Several years ago I did one of those spiritual gifts inventory tests and guess what I learned… I have NO mercy gift. Don’t get me wrong. I LOVE forgiveness. Heck, I’ve written and taught about the subject. I forgive quickly and let go of things quickly. I forgive because I’ve been forgiven and because I know that unforgiveness is toxic. But… forgiveness and grace and mercy are not the same.

The choice to forgive is simply the act of letting go. It doesn’t mean that you grant favor or honor. It just means that you let go of an offense. Forgiveness can often look more like being paroled for a crime. With forgiveness there are often still expected consequences and the person you’re forgiving often still carries the label of whatever they’ve done to offend you.

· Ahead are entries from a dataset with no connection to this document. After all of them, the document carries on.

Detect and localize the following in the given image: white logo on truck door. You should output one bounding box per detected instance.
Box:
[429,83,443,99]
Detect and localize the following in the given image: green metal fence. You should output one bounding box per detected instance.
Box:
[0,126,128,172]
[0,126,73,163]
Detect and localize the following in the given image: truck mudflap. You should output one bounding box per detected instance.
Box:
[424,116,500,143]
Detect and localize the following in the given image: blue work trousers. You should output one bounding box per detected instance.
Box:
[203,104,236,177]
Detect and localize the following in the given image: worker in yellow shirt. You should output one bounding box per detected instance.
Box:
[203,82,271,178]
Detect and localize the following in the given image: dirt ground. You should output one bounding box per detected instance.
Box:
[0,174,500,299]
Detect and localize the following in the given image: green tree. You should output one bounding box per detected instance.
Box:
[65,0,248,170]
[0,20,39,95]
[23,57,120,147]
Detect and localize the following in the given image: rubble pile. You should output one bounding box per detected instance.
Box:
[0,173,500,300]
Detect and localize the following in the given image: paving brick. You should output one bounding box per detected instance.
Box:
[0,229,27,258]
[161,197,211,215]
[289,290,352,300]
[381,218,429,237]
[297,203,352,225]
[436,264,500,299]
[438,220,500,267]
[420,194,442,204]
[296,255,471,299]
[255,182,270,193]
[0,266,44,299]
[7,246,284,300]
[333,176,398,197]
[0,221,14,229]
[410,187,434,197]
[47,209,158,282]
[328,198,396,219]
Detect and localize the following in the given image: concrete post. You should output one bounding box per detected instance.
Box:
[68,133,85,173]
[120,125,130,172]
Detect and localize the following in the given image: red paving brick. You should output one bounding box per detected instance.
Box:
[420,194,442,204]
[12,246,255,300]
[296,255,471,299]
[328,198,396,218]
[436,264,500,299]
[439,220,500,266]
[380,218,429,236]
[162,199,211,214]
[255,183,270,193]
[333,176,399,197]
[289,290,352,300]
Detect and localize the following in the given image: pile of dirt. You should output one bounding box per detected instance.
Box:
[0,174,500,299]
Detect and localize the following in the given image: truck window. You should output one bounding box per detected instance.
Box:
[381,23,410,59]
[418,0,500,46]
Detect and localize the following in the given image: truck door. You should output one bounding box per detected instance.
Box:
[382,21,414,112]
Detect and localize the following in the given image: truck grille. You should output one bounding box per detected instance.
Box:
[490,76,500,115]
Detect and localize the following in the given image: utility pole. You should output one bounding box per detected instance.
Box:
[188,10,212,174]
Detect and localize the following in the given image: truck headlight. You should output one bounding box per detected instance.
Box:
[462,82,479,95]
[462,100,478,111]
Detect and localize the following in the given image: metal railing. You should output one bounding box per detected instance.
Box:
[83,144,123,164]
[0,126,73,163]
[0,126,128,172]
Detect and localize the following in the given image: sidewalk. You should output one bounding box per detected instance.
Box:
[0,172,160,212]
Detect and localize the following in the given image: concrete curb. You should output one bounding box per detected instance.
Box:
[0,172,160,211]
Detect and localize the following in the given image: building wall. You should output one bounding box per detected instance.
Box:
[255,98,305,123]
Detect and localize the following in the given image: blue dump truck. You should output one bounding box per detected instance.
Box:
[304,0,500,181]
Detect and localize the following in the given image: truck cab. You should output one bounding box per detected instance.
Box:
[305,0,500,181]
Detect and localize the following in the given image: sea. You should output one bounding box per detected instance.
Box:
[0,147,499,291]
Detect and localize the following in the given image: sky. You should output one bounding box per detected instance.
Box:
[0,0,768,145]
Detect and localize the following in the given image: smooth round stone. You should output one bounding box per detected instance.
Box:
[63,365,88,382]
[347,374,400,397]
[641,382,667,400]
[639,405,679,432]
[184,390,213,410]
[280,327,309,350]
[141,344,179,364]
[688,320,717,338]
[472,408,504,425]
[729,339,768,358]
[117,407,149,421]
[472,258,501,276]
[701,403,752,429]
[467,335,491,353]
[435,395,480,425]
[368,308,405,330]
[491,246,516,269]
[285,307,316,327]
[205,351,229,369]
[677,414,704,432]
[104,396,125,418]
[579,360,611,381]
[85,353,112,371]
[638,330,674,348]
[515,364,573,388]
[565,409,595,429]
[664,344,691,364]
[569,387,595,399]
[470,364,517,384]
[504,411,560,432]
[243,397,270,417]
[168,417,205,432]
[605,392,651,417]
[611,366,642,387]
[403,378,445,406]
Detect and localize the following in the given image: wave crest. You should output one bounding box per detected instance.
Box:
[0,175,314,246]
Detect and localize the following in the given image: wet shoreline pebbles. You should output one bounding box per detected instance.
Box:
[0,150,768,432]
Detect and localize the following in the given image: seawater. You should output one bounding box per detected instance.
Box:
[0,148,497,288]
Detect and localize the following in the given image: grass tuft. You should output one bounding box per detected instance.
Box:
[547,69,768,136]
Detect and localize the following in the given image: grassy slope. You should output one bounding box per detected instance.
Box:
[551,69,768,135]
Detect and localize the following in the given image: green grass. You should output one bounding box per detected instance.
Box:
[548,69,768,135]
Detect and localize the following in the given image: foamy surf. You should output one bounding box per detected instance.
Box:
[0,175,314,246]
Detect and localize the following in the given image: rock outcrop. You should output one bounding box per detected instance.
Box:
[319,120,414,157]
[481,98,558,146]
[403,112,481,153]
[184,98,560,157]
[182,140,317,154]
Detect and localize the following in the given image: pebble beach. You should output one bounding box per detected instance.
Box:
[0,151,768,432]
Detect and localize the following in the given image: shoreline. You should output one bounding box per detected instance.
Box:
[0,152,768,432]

But grace… sweet, amazing grace… it’s a pardon. No labels to wear. Unmerited favor. Honor granted. Freedom.

grace – noun

Theology .

  1. the freely given, unmerited favor and love of God.
  2. the influence or spirit of God operating in humans to regenerate or strengthen them.
  3. virtue or excellence of divine origin:

So… why does the word scare me? Because I know that having it as the underlying theme for the coming year means that I’m going to have to give and receive it. It means that I’m going to have to approach every situation I face this coming year with the same favor and love that God has given me. And I’m human. Giving the kind of love and favor that God has given (and continues to give) me isn’t so easy.

2 Corinthians 12:9TPT  But he answered me, “My grace is always more than enough for you, and my power finds its full expression through your weakness.” So I will celebrate my weaknesses, for when I’m weak I sense more deeply the mighty power of Christ living in me.”

Here’s to a year of grace… God, please help me not to need it or need to give it too much.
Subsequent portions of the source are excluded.